In wake of NSA encryption revelation, is privacy an illusion?


CBS/iStockphoto

That tiny lock symbol on your browser bar may make you feel secure about your data. But according to new reports from the New York Times, ProPublica and the Guardian, the most common types of encryption used can be cracked by the National Security Agency.

According to the reports, leaked documents from former NSA contractor Edward Snowden reveal that the agency used a variety of methods to penetrate banking systems, trade secrets, medical records, secure emails and other Web data.

Secure socket layer (SSL) is a type of cryptography that enables secure data to be sent online by scrambling the message as it travels through telecommunications lines.

But according to the leaked documents, SSL has been cracked by the NSA. The same has been reported about virtual private networks (VPN) and the encryption used on fourth-generation (4G) mobile networks. While it adds a layer of protection for basic Internet users, security experts have known that even SSL is not perfect.

"We do know that SSL, which is one of the most leveraged pieces of encryption technology, has been broken by non-state actor adversaries in a number of cases, so it stands to reason that it is vulnerable," Robert Hansen, security researcher at WhiteHat Security, told CBSNews.com over email.

Security experts have long believed that nothing online is impenetrable. But there is no simple answer for whether or not we have privacy. Stealing data can be accomplished by actual hacking, crafting spear-phishing emails or social engineering.

"As soon as you put anything online, or access anything online, we should consider that public," says Nish Bhalla, CEO of Security Compass.

Bhalla says that using encryption is useful against everyday hackers, but may not hold up against massive computer power. According to the leaked document obtained by the three news agencies, the NSA is using supercomputers to crack encryption. But even if a code can't be cracked now, it doesn't mean it's impenetrable.

"People forget that even if the NSA cannot break an algorithm today, because they have massive storage facilities, they may be able to break it later," Hansen says.

The NSA is constructing a 1-million-square-foot data center in Utah's Camp Williams that will soon be operational. According to the Washington Post, the U.S. intelligence community has a so-called "black budget" for fiscal year 2013 that allocated $52.6 billion, of which the NSA received $10.5 billion.

"Unless the information you are sending is only useful for a short period of time, this is probably the greatest threat to the data -- time. Cryptanalysis never gets worse -- it only gets better," Hansen says.

There are still options for people who are seeking privacy. The encryption programs like Pretty Good Privacy (PGP), Wickr, Silent Circle or Lavabit specialize in encrypting communications. However, Silent Circle and Lavabit, which Snowden reportedly used, have shut down their email services in recent weeks, citing fears that a government investigation would force the companies to reveal data about its customers.

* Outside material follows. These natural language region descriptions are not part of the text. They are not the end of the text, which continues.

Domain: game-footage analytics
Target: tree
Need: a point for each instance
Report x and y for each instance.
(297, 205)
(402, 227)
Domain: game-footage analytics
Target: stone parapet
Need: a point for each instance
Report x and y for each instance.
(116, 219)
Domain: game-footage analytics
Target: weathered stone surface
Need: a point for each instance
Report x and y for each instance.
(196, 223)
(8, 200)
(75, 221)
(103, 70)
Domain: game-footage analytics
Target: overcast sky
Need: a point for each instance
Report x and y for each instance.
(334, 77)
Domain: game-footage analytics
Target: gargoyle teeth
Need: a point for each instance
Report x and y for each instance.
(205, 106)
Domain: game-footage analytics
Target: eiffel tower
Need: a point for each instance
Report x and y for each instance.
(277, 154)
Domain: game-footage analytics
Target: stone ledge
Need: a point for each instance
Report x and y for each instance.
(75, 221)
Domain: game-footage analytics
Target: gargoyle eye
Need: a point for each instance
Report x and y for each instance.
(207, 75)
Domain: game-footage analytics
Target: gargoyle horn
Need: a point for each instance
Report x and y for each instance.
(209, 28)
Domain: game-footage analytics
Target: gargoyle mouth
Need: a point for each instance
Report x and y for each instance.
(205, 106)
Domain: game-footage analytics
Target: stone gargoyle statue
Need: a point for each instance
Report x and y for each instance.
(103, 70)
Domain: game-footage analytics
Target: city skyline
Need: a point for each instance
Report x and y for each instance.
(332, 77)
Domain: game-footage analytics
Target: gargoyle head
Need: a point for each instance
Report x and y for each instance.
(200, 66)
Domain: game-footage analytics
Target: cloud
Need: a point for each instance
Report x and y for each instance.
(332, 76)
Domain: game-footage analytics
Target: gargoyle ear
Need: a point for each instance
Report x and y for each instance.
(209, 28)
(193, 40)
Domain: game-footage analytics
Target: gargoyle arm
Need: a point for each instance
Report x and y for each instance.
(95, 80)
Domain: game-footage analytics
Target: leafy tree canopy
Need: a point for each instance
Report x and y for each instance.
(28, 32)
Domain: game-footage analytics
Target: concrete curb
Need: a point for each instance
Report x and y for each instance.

"Nothing is 100 percent," says Wickr co-founder Nico Sell. The messaging app she co-founded uses military grade encryption. But even with all of the security measures in place, Sell believes there is plenty of room for human error.

What cryptographers aim to do is slow down potential eavesdroppers. Sell says this can be done by creating difficult, expensive and time-consuming obstacles. There are still several options for keeping a basic level of privacy. Sell suggests doing a factory reset on devices from time to time, to ensure malicious software is not installed. Several of the experts recommend using PGP.

"All of these things are better than doing nothing, and sending clear text," iSEC senior security consultant Shawn Fitzgerald says. Although he's concerned about the alleged breach of privacy, Fitzgerald doesn't believe that NSA snooping will not affect people's daily routine.

And it's not just the government that has an interest in collecting data online. Cybersecurity professionals believe that using privacy tools is still important because it can deter hackers who are looking for sensitive information.

"Something else to keep in mind is that the NSA is one of the most well provisioned agencies in the world, but they're not your only adversary," says Steve Weiss, founder and CTO of security firm PrivateCore. "Different degrees of privacy are still achievable. It's not a lost cause."